Por ello, la Asociación de Voluntarios para el Cambio del Drogadependiente ofrece alternativas formativas abiertas a la comunidad a través de Talleres de Capacitación Continua: Pastas, dulces, pizzas, panificación, mozo, computación, artesanías en velas, marcos, cuadros, maderas, repujadas y animador socio-cultural. Estas actividades son sus propuestas para fomentar la inclusión-inserción socio-laboral.

Además, cuenta con consultorios externos, centro de día y comunidad terapéutica. Dispone de 12 camas para internación breve, centro de noche y centro de fin de semana. Presenta un plan de módulos de jornada parcial en espacios de 2, 4 y 6 horas con frecuencia diaria o alternantes; jornada completa de 10, 12 y hasta 16 horas diarias; residencial con internación completa de 24 horas.

¿Cómo presume en un futuro cercano el accionar del Estado y las demás instituciones?
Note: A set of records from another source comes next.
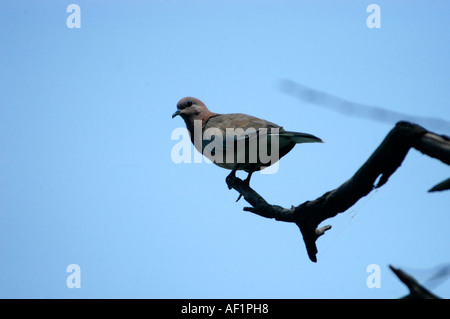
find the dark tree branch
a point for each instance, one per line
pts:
(416, 291)
(380, 165)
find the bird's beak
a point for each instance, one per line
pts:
(176, 113)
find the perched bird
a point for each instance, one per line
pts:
(234, 129)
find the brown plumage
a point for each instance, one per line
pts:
(236, 128)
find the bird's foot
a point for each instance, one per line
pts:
(247, 183)
(230, 180)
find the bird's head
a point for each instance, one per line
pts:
(190, 108)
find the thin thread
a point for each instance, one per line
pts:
(352, 214)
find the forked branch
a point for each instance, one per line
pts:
(380, 166)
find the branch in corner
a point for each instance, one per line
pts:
(380, 166)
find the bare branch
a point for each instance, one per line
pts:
(416, 291)
(380, 165)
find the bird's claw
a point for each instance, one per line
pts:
(230, 180)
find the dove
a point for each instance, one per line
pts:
(234, 141)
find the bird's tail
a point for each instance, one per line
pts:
(301, 137)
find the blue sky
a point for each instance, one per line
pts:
(86, 175)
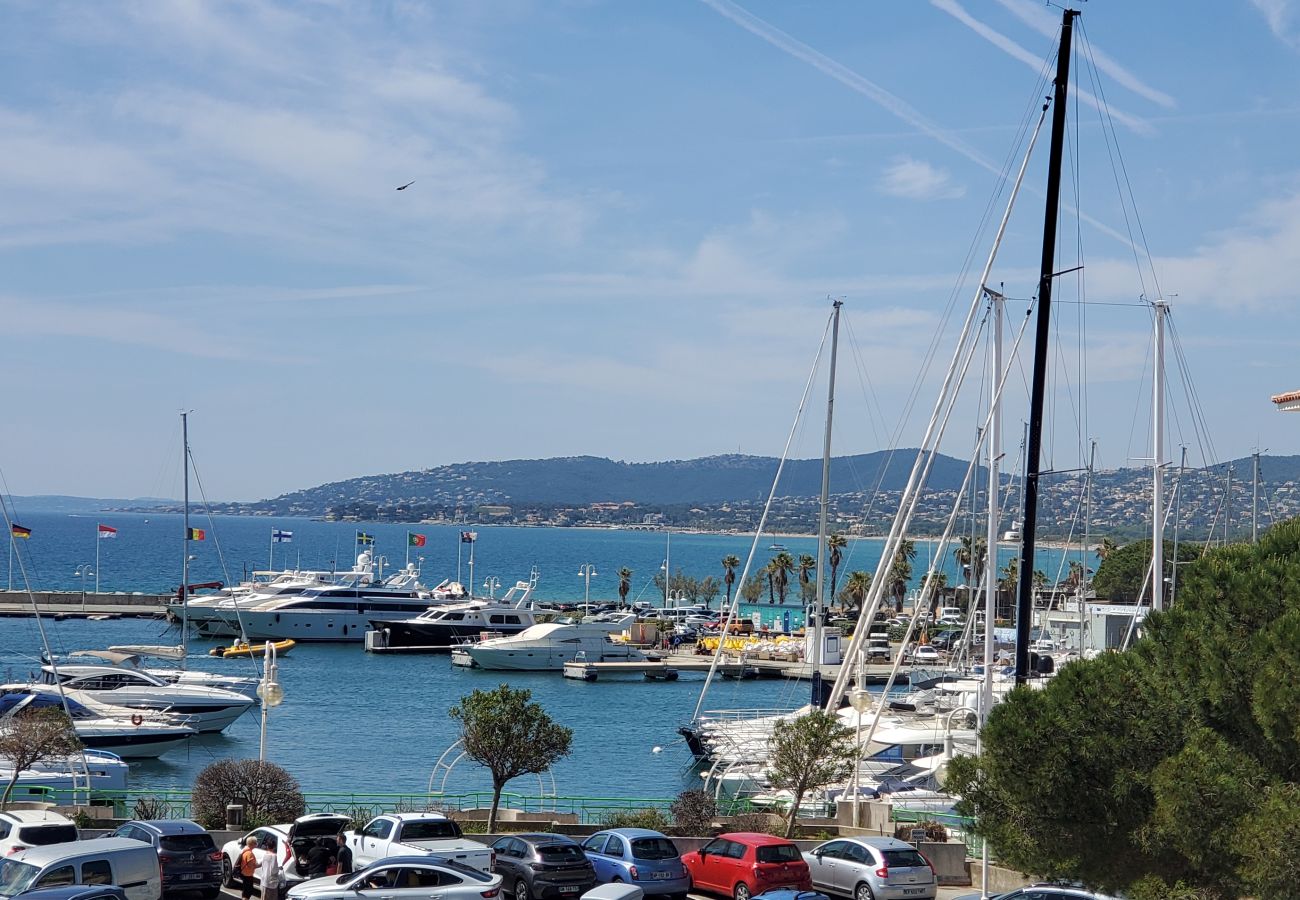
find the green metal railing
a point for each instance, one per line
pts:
(365, 804)
(958, 826)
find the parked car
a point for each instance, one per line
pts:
(187, 855)
(742, 864)
(403, 878)
(34, 827)
(290, 842)
(117, 861)
(542, 865)
(1044, 892)
(76, 892)
(871, 869)
(638, 856)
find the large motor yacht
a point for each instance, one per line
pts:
(341, 611)
(547, 647)
(442, 627)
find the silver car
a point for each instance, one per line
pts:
(871, 869)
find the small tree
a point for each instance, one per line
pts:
(508, 735)
(807, 753)
(267, 792)
(31, 736)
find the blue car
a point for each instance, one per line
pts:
(641, 857)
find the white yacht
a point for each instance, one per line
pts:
(441, 627)
(547, 647)
(206, 709)
(339, 611)
(130, 735)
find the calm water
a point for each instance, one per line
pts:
(355, 721)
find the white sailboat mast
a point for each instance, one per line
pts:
(1157, 490)
(814, 652)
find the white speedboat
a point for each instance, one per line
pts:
(441, 627)
(339, 611)
(129, 735)
(206, 709)
(547, 647)
(63, 780)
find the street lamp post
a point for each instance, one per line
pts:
(269, 692)
(83, 571)
(861, 702)
(586, 571)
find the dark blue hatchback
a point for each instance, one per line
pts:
(187, 855)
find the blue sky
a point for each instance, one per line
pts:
(624, 225)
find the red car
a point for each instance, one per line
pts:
(744, 864)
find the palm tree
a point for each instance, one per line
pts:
(729, 565)
(624, 585)
(806, 565)
(783, 565)
(835, 544)
(856, 589)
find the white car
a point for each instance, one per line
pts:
(21, 829)
(290, 842)
(403, 878)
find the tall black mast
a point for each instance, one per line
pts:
(1025, 587)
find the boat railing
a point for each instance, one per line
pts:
(363, 804)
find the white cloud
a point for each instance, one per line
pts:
(1282, 18)
(917, 180)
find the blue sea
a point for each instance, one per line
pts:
(354, 721)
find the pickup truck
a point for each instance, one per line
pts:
(412, 834)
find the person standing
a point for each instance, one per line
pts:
(271, 874)
(343, 856)
(247, 866)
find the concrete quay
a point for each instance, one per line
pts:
(74, 605)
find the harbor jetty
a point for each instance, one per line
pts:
(74, 604)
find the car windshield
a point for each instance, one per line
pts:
(430, 830)
(560, 853)
(653, 848)
(16, 877)
(902, 859)
(39, 835)
(186, 843)
(779, 853)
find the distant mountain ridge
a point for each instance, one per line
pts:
(579, 480)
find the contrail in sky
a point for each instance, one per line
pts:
(892, 103)
(1031, 60)
(1044, 24)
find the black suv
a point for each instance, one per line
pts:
(542, 866)
(187, 856)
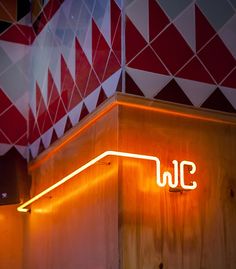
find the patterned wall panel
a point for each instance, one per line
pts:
(184, 51)
(76, 61)
(62, 60)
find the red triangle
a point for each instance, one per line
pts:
(13, 124)
(204, 31)
(53, 94)
(230, 81)
(40, 105)
(100, 51)
(194, 70)
(22, 141)
(157, 19)
(4, 101)
(115, 18)
(116, 30)
(60, 111)
(67, 83)
(101, 98)
(3, 139)
(93, 83)
(112, 66)
(82, 68)
(131, 87)
(84, 112)
(75, 99)
(134, 40)
(33, 128)
(54, 137)
(148, 61)
(44, 122)
(68, 125)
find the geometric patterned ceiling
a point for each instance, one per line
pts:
(66, 58)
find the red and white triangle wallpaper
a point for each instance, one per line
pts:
(75, 54)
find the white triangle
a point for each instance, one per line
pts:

- Pueden surgir nuevas becas, pero con una respuesta siempre parcial, fragmentada y sumamente interesada por parte del Estado. Varias instituciones se han montado sobre esto y luego desmoronaron. Los tratamientos duran más que un par de meses. ¿Cómo se hallaran aquellas personas que se sumergieron en un tratamiento y luego se notaron en el aire?